Les hydrologues pensent en bassins versants – la surface qui reçoit les eaux qui circulent vers un même cours d’eau ou vers une même nappe d’eau souterraine ; ils conçoivent donc la gestion de l’eau depuis la source jusqu’à son embouchure.

En France, il y a six grands fleuves qui se pensent en interconnexion. Nous avons donc six agences de l’eau qui ont pour missions d’aider collectivités, industriels, agriculteurs, associations de pêche, de protection de la nature et de consommateurs dans le financement, l’accompagnement et la valorisation de leurs projets et initiatives pour agir sur la santé, le cadre de vie, la préservation de la ressource en eau et la biodiversité.

Il y a également des comités de bassin où siègent plusieurs parties prenantes, dont des particuliers.

Les problématiques liées à la gestion de l’eau varient selon les territoires : cela dépend de leur géographie.

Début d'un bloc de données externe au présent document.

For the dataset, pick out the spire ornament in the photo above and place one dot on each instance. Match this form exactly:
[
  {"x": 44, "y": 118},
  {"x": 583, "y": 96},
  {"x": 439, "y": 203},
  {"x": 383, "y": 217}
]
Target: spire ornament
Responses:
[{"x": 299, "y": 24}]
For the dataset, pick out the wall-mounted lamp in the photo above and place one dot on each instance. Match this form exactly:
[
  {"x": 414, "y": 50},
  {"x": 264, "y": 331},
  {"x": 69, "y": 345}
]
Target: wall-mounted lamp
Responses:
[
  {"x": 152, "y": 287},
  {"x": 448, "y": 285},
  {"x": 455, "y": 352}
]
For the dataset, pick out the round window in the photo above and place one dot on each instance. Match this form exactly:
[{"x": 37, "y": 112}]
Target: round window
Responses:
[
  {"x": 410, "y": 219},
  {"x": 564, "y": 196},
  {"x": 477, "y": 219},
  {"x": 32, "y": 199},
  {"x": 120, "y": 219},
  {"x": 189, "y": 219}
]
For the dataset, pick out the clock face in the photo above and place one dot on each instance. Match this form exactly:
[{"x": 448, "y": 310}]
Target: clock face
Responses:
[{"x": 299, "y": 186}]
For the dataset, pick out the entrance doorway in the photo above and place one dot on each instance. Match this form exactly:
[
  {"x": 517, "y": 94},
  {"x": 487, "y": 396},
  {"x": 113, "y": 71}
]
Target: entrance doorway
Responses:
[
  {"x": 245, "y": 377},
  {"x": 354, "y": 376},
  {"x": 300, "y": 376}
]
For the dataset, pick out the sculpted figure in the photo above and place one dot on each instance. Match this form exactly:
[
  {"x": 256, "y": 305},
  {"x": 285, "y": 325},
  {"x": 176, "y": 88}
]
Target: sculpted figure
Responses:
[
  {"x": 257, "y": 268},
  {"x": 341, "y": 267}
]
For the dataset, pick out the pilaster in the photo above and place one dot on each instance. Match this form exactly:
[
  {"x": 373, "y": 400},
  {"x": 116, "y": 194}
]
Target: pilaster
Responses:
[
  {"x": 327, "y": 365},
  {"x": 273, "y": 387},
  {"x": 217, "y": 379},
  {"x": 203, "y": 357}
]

En montagne par exemple, il y a généralement un fort taux de précipitation ; en été, la fonte des neiges éternelles et des glaciers restitue de l’eau ; c’est un terrain sur lequel il y a donc de nombreux ruissellements. En plaine, en revanche, il y a des espaces – comme le long du Rhin où l’on trouve l’une des plus grandes nappes phréatiques de France et d’Europe – où l’eau est accessible plus directement de façon affleurante à la surface du sol. On ne gère donc pas cette ressource de la même façon en fonction du territoire sur laquelle on habite.

L’accès à l’eau est indispensable, encore faut-il que sa qualité soit préservée

La qualité de l’eau est une dimension fondamentale. Évidemment, on parle beaucoup de sécheresse – ou d’inondation – parce que les dernières années ont mis en exergue la tension autour de la quantité d’eau disponible et de sa disponibilité dans le temps.

Mais la qualité de l’eau n’est pas moins importante : elle a un impact considérable sur l’environnement et la santé humaine. Nous avons de plus en plus de problèmes liés à des polluants – les perturbateurs endocriniens – qui peuvent provoquer des cancers et des maladies incurables. Et qui pire est, certains de ces produits sont éternels : nous sommes dans l’incapacité de les traiter (tels que les polychlorures qui sont présents aujourd’hui dans l’eau potable). Sans compter les pluies acides qui abîment nos bâtis ou les écosystèmes naturels.

Pour une bonne gestion de l'eau, il faut savoir comment elle peut être polluée. Infographie illustrant les sources de pollution des eaux souterraines : pesticides, déchets d'origine animale, enfouissement de déchets, fuite de cuve souterraine...
Infographie : Adriana Vargas/AIEA

Rapide historique de la gestion de l’eau sur notre territoire

Pendant longtemps, nous avions des régies strictement publiques, historiquement gérées par des municipalités. Et puis, des “géants” de l’eau ont émergé, encadrés par trois lois majeures, celles de 1964, 1992, et 2006.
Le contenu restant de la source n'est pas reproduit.